I’d love to see Sora maintain a stronger separation between:
-
Voice identity: core accent, vowel shaping, and resonance unique to the speaker
-
Contextual tone: emotional or situational expressiveness
Preserving that distinction would help keep cloned voices regionally authentic while still letting the model express tone and energy appropriate to the scene.
(For what it’s worth, this isn’t a complaint — I actually find it fascinating, and in some cases the accent drift even sounds charming. I’m offering this in the spirit of constructive feedback to help refine accent and prosody control.)

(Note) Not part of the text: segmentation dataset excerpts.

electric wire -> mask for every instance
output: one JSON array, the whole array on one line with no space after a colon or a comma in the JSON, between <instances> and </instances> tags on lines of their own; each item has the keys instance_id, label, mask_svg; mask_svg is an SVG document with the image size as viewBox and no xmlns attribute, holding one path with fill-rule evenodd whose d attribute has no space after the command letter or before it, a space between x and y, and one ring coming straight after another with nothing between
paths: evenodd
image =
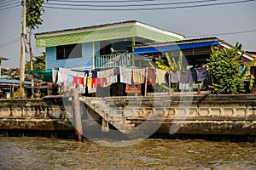
<instances>
[{"instance_id":1,"label":"electric wire","mask_svg":"<svg viewBox=\"0 0 256 170\"><path fill-rule=\"evenodd\" d=\"M218 0L200 0L200 1L189 1L189 2L176 2L176 3L148 3L148 4L127 4L127 5L98 5L98 4L67 4L67 3L50 3L47 4L61 5L61 6L73 6L73 7L143 7L143 6L160 6L160 5L177 5L186 3L207 3Z\"/></svg>"},{"instance_id":2,"label":"electric wire","mask_svg":"<svg viewBox=\"0 0 256 170\"><path fill-rule=\"evenodd\" d=\"M0 3L0 6L3 6L3 5L11 5L11 4L13 4L13 3L19 3L19 2L17 2L17 1L8 1L8 2L1 2ZM7 4L7 3L9 3L9 4Z\"/></svg>"},{"instance_id":3,"label":"electric wire","mask_svg":"<svg viewBox=\"0 0 256 170\"><path fill-rule=\"evenodd\" d=\"M219 5L228 5L234 3L244 3L249 2L254 2L255 0L243 0L243 1L233 1L225 3L216 3L208 4L197 4L197 5L186 5L186 6L176 6L176 7L159 7L159 8L66 8L58 6L49 6L44 4L44 7L47 8L55 8L55 9L67 9L67 10L94 10L94 11L135 11L135 10L164 10L164 9L176 9L176 8L200 8L200 7L208 7L208 6L219 6Z\"/></svg>"},{"instance_id":4,"label":"electric wire","mask_svg":"<svg viewBox=\"0 0 256 170\"><path fill-rule=\"evenodd\" d=\"M9 8L15 8L15 7L20 7L20 5L14 5L14 6L11 6L11 7L6 7L6 8L0 8L0 11L2 10L5 10L5 9L9 9Z\"/></svg>"},{"instance_id":5,"label":"electric wire","mask_svg":"<svg viewBox=\"0 0 256 170\"><path fill-rule=\"evenodd\" d=\"M16 42L18 42L20 40L20 37L17 37L17 38L13 39L13 40L11 40L9 42L3 43L3 44L0 45L0 48L5 48L5 47L9 46L9 45L12 45L12 44L15 43Z\"/></svg>"},{"instance_id":6,"label":"electric wire","mask_svg":"<svg viewBox=\"0 0 256 170\"><path fill-rule=\"evenodd\" d=\"M156 0L124 0L124 1L70 1L70 0L50 0L62 3L141 3L141 2L153 2Z\"/></svg>"},{"instance_id":7,"label":"electric wire","mask_svg":"<svg viewBox=\"0 0 256 170\"><path fill-rule=\"evenodd\" d=\"M234 32L223 32L223 33L215 33L215 34L207 34L207 35L186 36L186 37L211 37L211 36L225 36L225 35L250 33L250 32L254 32L254 31L256 31L256 29L255 30L241 31L234 31Z\"/></svg>"}]
</instances>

(and yes – I first asked ChatGPT why all my hockey and gamer cameo’s sounded like I was from Wisconsin or Minnesota, and then felt validated that I was actually picking up on something weird but real).
Finally, not sure if this was the proper way to give model feedback, but I couldn’t figure out any other place to email this or post it. I often have other specific things I notice about the model. It would be nice to have an easier way to provide specific user feeback.